23 Jul 2007

Mikhail Gorbachev

We have just finished the Chapter of the Fall of the Communist Empire in History. Then I gradually came to understand the former leader of the Soviet Union, Mikhail Gorbachev.

It's really hard to give a comprehensive judgment of this man. In my view he is a hero, who had the heart and ambition, but eventually failed.

He was quite farseeing, as in he could see what was needed to really improve the developments of the Soviet Union. However, at the same time, he was not wise enough. Maybe he hadn't expected that he might fail one day. Or I would rather believe that he had thought of his failure, but was still determined to take a go on his political career, or more accurately, on the destiny of his nation.

When the collapse of the Soviet Union and the communism seemed inevitable, Gorbachev still endeavored to find a solution. He refused to give his country or his people up. His policies were brilliantly, but not applicable to the Soviet Union of that period, and thus, in a way, sped up the fall of the Communist Empire.

It all seemed ridiculously, when I read about the fact that the communist hard-liners thought Gorbachev's actions were all anti-communism. Didn't any one of them have sense? Couldn't they foresee what would happen to the USSR if no informs were introduced? And the people, why were they all so shortsighted? Was it true that no one in the Soviet Union could understand his pure diligence?

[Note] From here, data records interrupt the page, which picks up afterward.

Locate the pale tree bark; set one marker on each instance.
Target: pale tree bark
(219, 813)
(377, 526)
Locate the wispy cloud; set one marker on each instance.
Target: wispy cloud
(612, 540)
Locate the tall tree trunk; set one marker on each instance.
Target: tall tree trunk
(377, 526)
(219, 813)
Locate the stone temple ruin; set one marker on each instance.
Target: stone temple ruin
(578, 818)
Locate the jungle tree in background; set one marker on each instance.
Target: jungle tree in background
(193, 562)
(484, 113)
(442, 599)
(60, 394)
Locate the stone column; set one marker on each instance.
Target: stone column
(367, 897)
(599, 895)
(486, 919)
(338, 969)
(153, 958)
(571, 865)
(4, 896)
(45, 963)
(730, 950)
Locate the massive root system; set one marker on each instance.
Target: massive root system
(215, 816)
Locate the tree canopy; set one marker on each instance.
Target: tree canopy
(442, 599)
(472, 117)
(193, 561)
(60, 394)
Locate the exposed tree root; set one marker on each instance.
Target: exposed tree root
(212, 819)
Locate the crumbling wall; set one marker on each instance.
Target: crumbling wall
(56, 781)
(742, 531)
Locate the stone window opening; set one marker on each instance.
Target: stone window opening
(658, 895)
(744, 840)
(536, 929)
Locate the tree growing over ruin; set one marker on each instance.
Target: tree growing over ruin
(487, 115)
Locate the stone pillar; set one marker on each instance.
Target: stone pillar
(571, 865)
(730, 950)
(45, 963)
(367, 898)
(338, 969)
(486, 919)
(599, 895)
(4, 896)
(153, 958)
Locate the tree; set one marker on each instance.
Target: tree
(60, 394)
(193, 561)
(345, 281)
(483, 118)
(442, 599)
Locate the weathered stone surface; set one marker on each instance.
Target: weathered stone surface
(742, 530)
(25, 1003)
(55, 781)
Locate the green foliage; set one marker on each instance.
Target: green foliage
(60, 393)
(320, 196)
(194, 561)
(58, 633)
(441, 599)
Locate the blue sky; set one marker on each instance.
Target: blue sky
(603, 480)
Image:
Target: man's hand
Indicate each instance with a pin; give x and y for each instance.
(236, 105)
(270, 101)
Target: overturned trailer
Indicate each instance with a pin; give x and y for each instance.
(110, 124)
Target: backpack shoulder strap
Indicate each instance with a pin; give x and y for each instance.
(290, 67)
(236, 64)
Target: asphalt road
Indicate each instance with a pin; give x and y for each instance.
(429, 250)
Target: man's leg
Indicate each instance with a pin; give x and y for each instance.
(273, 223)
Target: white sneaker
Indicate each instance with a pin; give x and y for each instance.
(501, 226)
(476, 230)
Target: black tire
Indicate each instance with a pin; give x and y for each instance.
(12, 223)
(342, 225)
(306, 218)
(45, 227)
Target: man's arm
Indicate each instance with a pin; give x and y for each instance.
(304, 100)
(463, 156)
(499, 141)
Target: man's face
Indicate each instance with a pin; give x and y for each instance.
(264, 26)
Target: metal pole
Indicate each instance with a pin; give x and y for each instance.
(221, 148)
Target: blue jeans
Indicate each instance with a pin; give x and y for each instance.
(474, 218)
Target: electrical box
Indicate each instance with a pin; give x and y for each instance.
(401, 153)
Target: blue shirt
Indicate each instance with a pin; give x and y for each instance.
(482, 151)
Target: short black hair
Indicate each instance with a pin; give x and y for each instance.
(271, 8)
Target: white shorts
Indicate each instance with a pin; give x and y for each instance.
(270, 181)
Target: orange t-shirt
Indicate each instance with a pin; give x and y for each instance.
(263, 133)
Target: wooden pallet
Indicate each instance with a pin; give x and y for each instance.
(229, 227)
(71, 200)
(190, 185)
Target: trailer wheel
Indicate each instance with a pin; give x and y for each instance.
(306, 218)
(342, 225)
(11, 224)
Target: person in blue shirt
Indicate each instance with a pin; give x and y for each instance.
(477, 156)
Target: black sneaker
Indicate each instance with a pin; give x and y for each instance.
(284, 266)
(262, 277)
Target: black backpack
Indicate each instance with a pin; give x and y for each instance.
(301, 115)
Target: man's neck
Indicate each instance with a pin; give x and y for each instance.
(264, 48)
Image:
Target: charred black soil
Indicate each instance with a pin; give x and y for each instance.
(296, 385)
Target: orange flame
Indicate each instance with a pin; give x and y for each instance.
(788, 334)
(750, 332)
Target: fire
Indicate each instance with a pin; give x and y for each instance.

However, I knew clearly that all my accusations were just biased. No one was to be blamed. That is history. You have no stand to give judgments about anything, if you have never experienced the event yourself. In most occasions you can't even differentiate the right and wrong, because that is called history, such a complex subject that you can never know the exact solution which you can expect to get in science. Maybe this is the charm of literature.

Gorbachev, if I am to say, is a hero, who has born in a wrong age.